We are quick to point to news networks or individuals on TV, social media or podcasts as influencing the masses to disregard entire blocs of society — be it political parties, races, gender, classes or what not. America has become a convenient place to wrap ourselves up in ideology and platform. We can print off the constitutional amendments that back up our position (or provide us cover if our position is flimsy), and we can carry a big stick of self-righteousness without a lot of opposition.

But we’d be wrong.

The news that fills these pages each day, and the voices you encounter on this editorial page, paint a picture of a community we all create. Because we disagree does not mean we can bully our way to the top. Because we believe in moral codes, we stand firm in our religion, we want to be able to have a say in our neighborhood, community, state or nation makes us citizens — not instigators. If “variety is the spice of life,” then diversity is the collective that reshapes our towns, schools and streets.

We need to be quicker to welcome and learn from those who are different from us. We must allow tolerance to cement our search for wisdom from others. And we must stop assuming the worst in one another, and strive to build our communities on foundations of trust, civility, empathy and character.

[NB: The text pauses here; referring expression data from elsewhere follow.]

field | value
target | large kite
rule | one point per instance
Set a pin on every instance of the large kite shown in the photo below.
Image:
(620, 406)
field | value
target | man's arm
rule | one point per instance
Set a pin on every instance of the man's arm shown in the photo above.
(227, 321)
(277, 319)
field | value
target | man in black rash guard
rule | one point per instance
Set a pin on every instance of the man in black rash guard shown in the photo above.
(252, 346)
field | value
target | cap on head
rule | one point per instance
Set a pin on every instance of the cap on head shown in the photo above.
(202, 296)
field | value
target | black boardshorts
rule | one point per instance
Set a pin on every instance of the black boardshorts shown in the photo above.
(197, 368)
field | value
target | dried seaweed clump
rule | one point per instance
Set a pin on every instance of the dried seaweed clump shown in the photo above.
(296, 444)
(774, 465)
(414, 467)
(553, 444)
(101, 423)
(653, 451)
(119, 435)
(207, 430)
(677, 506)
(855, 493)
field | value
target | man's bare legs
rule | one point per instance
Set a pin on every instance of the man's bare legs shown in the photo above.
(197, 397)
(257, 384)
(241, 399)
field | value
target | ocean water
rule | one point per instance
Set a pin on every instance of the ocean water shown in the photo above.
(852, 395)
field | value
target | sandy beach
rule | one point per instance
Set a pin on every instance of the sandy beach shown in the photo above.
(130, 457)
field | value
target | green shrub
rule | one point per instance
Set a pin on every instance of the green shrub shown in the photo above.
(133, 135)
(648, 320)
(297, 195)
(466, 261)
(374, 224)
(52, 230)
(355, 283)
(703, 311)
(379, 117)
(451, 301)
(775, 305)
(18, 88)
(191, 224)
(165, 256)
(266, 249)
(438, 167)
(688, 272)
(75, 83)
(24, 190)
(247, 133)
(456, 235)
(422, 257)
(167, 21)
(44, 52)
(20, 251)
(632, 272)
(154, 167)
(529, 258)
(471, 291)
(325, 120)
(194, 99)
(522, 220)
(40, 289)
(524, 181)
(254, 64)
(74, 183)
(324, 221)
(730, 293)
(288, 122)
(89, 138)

Only when we find the commonality of what unites us — and there are far more than what divides us — can we move forward together to problem-solve the real issues in our communities: poverty, substance abuse, joblessness, homelessness, day care, health care, to name a few.

Throwing aspersions and eggs, and bashing in mailboxes and good will do not contribute to answering the bigger questions we Vermonters face today.

Blame is easy to find. Answers, not so much. That’s why we need to look — and try — harder.